L’articolo di Michele Blanco, intitolato “Globalizzazione delle disuguaglianze e delle ingiustizie”, discute l’impatto della globalizzazione sulle disuguaglianze economiche e sociali. Ecco un riassunto dei punti chiave:

  • Negli anni ’80, la globalizzazione era vista come un mezzo per diffondere la prosperità in tutto il mondo.
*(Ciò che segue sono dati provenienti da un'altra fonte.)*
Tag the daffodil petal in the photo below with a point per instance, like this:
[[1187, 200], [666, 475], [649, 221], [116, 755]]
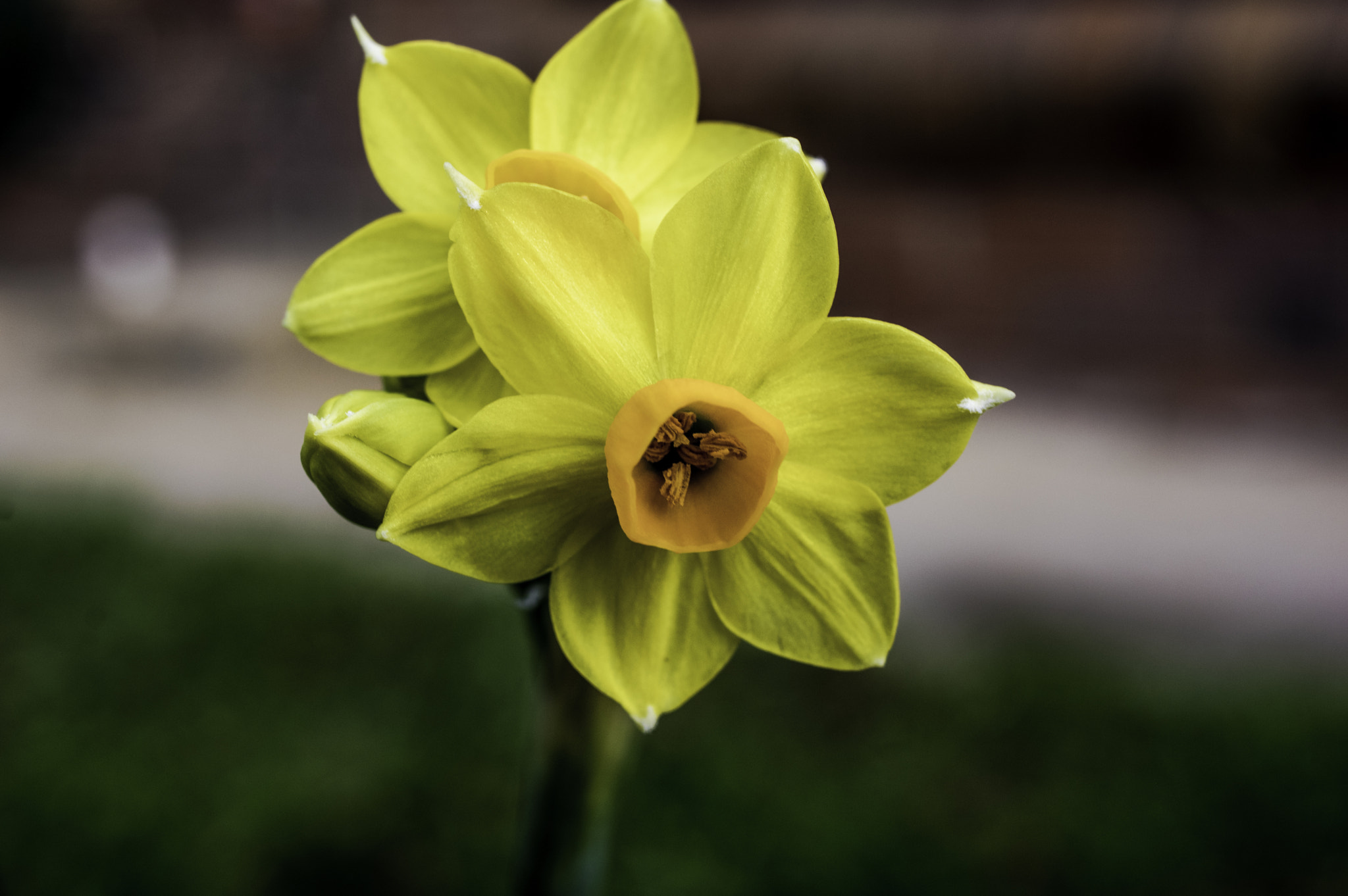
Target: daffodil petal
[[874, 403], [430, 103], [465, 388], [815, 581], [380, 301], [558, 294], [743, 268], [713, 145], [636, 622], [521, 488], [622, 95]]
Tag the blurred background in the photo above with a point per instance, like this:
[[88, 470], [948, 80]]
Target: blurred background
[[1126, 609]]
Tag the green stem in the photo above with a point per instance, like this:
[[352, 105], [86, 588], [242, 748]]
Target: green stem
[[584, 739]]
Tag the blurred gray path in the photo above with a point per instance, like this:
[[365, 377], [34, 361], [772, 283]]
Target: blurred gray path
[[205, 407]]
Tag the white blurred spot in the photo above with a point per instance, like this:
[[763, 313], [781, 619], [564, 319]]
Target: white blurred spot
[[471, 193], [648, 721], [127, 258], [989, 397], [374, 51]]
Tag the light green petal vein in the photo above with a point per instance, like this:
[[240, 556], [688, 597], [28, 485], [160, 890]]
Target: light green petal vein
[[622, 95], [874, 403], [713, 145], [743, 268], [557, 291], [815, 581], [636, 622], [380, 301], [521, 488], [465, 388], [434, 103]]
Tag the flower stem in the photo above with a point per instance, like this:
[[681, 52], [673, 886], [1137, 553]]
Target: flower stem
[[583, 741]]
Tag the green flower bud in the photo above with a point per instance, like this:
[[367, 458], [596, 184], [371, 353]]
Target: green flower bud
[[359, 446]]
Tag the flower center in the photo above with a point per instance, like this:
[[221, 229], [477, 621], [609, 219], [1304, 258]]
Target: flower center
[[679, 449], [665, 455], [565, 173]]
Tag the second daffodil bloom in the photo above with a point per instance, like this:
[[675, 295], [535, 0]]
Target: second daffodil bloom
[[697, 453], [612, 118]]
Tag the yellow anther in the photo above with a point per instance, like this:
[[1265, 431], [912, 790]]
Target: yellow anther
[[676, 484]]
Tuttavia, oggi, l’aumento delle disuguaglianze non ha portato a conflitti di classe che minacciano il sistema capitalista, nonostante la deindustrializzazione e l’indebitamento nelle economie avanzate.
  • In questo contesto, una nuova generazione di miliardari si è rivolta alla filantropia, poiché lo Stato non può più affrontare le ingiustizie sociali e la povertà. Tuttavia, la filantropia serve solo a mantenere inalterato il sistema che ha generato le disuguaglianze.
  • La globalizzazione è ora vista come una causa di ingiustizie e tensioni sociali. Esistono due tipi principali di disuguaglianze economiche: quelle tra nazioni e quelle all’interno delle singole nazioni.
  • La disuguaglianza tra stati, dopo un secolo di aumento, ha iniziato a diminuire negli ultimi vent’anni, grazie all’innovazione tecnologica, al miglioramento dell’istruzione, alla formazione della manodopera, e alle conoscenze tecniche e scientifiche. Tuttavia, non tutti i paesi in via di sviluppo stanno sperimentando questa crescita.
  • D’altra parte, la disuguaglianza all’interno dei singoli stati è aumentata. Questo è dovuto in parte allo sviluppo dei paesi emergenti e, in misura minore, dei paesi in via di sviluppo, che contribuisce a ridurre la disparità tra i tenori di vita a livello globale, ma l’aumento delle disuguaglianze interne tende ad aumentarla.
  • Poiché il problema delle disuguaglianze è abbastanza uniforme, è difficile non collegarlo a cause comuni, in particolare alla globalizzazione. Quest’ultima ha favorito la formazione di un mercato finanziario globale, in cui le tecnologie della comunicazione consentono il trasferimento in pochi secondi di enormi capitali.